Anti-abortion violence
In a number of cases, abortion providers and these facilities have
been subjected to various forms of violence, including murder, attempted
murder, kidnapping, stalking, assault, arson, and bombing.
Anti-abortion violence is classified by both governmental and scholarly
sources as terrorism.
In the U.S. and Canada, over 8,000 incidents of violence, trespassing,
and death threats have been recorded by providers since 1977, including
over 200 bombings/arsons and hundreds of assaults. The majority of abortion opponents have not been involved in violent acts.
In the United States, four physicians who performed abortions have been murdered: David Gunn (1993), John Britton (1994), Barnett Slepian (1998), and George Tiller
(2009). Also murdered, in the U.S. and Australia, have been other
personnel at abortion clinics, including receptionists and security
guards such as James Barrett, Shannon Lowney, Lee Ann Nichols, and
Robert Sanderson. Woundings (e.g., Garson Romalis)
and attempted murders have also taken place in the United States and
Canada. Hundreds of bombings, arsons, acid attacks, invasions, and
incidents of vandalism against abortion providers have occurred. Notable perpetrators of anti-abortion violence include Eric Robert Rudolph, Scott Roeder, Shelley Shannon, and Paul Jennings Hill, the first person to be executed in the United States for murdering an abortion provider.
Legal protection of access to abortion
has been brought into some countries where abortion is legal. These
laws typically seek to protect abortion clinics from obstruction,
vandalism, picketing, and other actions, or to protect women and
employees of such facilities from threats and harassment.

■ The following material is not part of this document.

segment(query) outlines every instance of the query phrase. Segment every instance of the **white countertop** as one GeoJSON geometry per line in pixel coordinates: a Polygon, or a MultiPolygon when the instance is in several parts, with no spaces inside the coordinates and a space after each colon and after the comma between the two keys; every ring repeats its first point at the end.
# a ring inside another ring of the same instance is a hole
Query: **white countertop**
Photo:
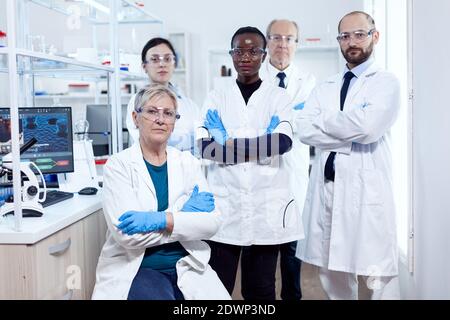
{"type": "Polygon", "coordinates": [[[101,189],[96,195],[81,196],[61,201],[44,208],[39,218],[22,218],[22,230],[14,230],[14,216],[0,217],[1,244],[34,244],[102,208],[101,189]]]}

Far more common than physical violence is psychological pressure.
In 2003, Chris Danze organized anti-abortion organizations throughout
Texas to prevent the construction of a Planned Parenthood facility in Austin. The organizations released the personal information online, of those involved with construction, sending them up to 1200 phone calls a day and contacting their churches. Some protestors record women entering clinics on camera.
Other animals
Spontaneous abortion occurs in various animals. For example, in sheep
it may be caused by stress or physical exertion, such as crowding
through doors or being chased by dogs. In cows, abortion may be caused by contagious disease, such as brucellosis or Campylobacter, but can often be controlled by vaccination. Eating pine needles can also induce abortions in cows.
Several plants, including broomweed, skunk cabbage, poison hemlock, and tree tobacco, are known to cause fetal deformities and abortion in cattle and in sheep and goats. In horses, a fetus may be aborted or resorbed if it has lethal white syndrome (congenital intestinal aganglionosis). Foal embryos that are homozygous for the dominant white gene (WW) are theorized to also be aborted or resorbed before birth. In many species of sharks and rays, stress-induced abortions occur frequently on capture.
Viral infection can cause abortion in dogs.
Cats can experience spontaneous abortion for many reasons, including
hormonal imbalance. A combined abortion and spaying is performed on
pregnant cats, especially in Trap-Neuter-Return programs, to prevent unwanted kittens from being born.
Female rodents may terminate a pregnancy when exposed to the smell of a male not responsible for the pregnancy, known as the Bruce effect.
Abortion may also be induced in animals, in the context of animal husbandry.
For example, abortion may be induced in mares that have been mated
improperly, or that have been purchased by owners who did not realize
the mares were pregnant, or that are pregnant with twin foals. Feticide can occur in horses and zebras due to male harassment of pregnant mares or forced copulation, although the frequency in the wild has been questioned. Male gray langur monkeys may attack females following male takeover, causing miscarriage.